“Un volcan s’éteint, un être s’éveille”, écrivait Pascal dans ses Pensées (à moins que ce ne fût Spinoza dans Voyage au bout de l’ennui). Ce n’est pas sans émotion que je relis aujourd’hui cet aphorisme.
Chers lecteurs du Blog de Philippe V., éditorialiste martyr, vous qui m’avez soutenu sans coup férir depuis le complot chavezo-kadhafiste de “l’affaire Siné”, j’ai une bien triste nouvelle à vous transmettre. Après un état de mort clinique de 18 mois, ce blog va subir une interruption volontaire de grotesque.
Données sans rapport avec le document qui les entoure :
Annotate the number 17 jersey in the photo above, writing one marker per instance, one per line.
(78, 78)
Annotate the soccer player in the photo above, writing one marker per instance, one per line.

Retenez vos cris! Contenez vos larmes! Nous nous reverrons, j’en suis certain. Peut-être à la prochaine université d’été du Medef. Ou bien à un meeting de l’UMP. Ou encore sur un marché du Lubéron…
Mais que voulez-vous! Les lourdes responsabilités que m’ont confié les Français me tiennent désormais éloigné des plateaux de télé et des studios de radio. L’éditorial, élixir des dieux, qui irriguait mes veines, n’est plus qu’un lointain souvenir. Voilà bientôt deux ans que je vis enfermé dans le bureau ovale de la Maison ronde, à enchaîner les parties de réussite sur mon ordinateur en faisant semblant d’élaborer des grilles de programmes. Je n’écris plus, je suis baillonné, personne ne me demande plus mon avis sur tout, même Yves Calvi semble avoir oublié jusqu’à mon existence. Muet, je m’emmerde et je dépéris. Je ne peux même plus sortir dans Paris sans mettre un postiche et un déguisement. Cet hiver, je me suis risqué à passer une tête aux Victoires de la musique; vous avez vu le résultat!
Dans ces conditions, je n’ai plus rien d’amusant à vous raconter sur ce blog. Alors, plutôt que de le rendre aussi insipide que Charlie Hebdo, j’ai préféré me faire hara-kiri.
Bien sûr, je pars la tête haute. Mon bilan parle pour moi. Après avoir fusionné Charlie avec Le Point, j’ai élagué les quelques branches d’irrévérence qui dépassaient encore à France Inter (Mermet, je ne t’oublie pas). En contrepartie, j’ai recruté mon vieux complice Renaud Dély, dont l’arrivée à Charlie, il y a quelques années (sous pseudo), avait entraîné une vague de désabonnements jamais constatée dans les annales de la presse écrite. À l’époque, il avait été un des piliers de mon Plan Marshall visant à désatiriser le journal – qui ne s’en est jamais remis. Depuis, ce talentueux ambidextre de la politique (il est de gauche ET de droite) a commis des livres aussi incontournables qu’inoubliables, comme Besancenot, l’idiot utile du sarkozysme ou Les Tabous de la gauche (pas la peine que je vous indique l’éditeur, tous les exemplaires ont été pilonnés après l’envoi des services de presse).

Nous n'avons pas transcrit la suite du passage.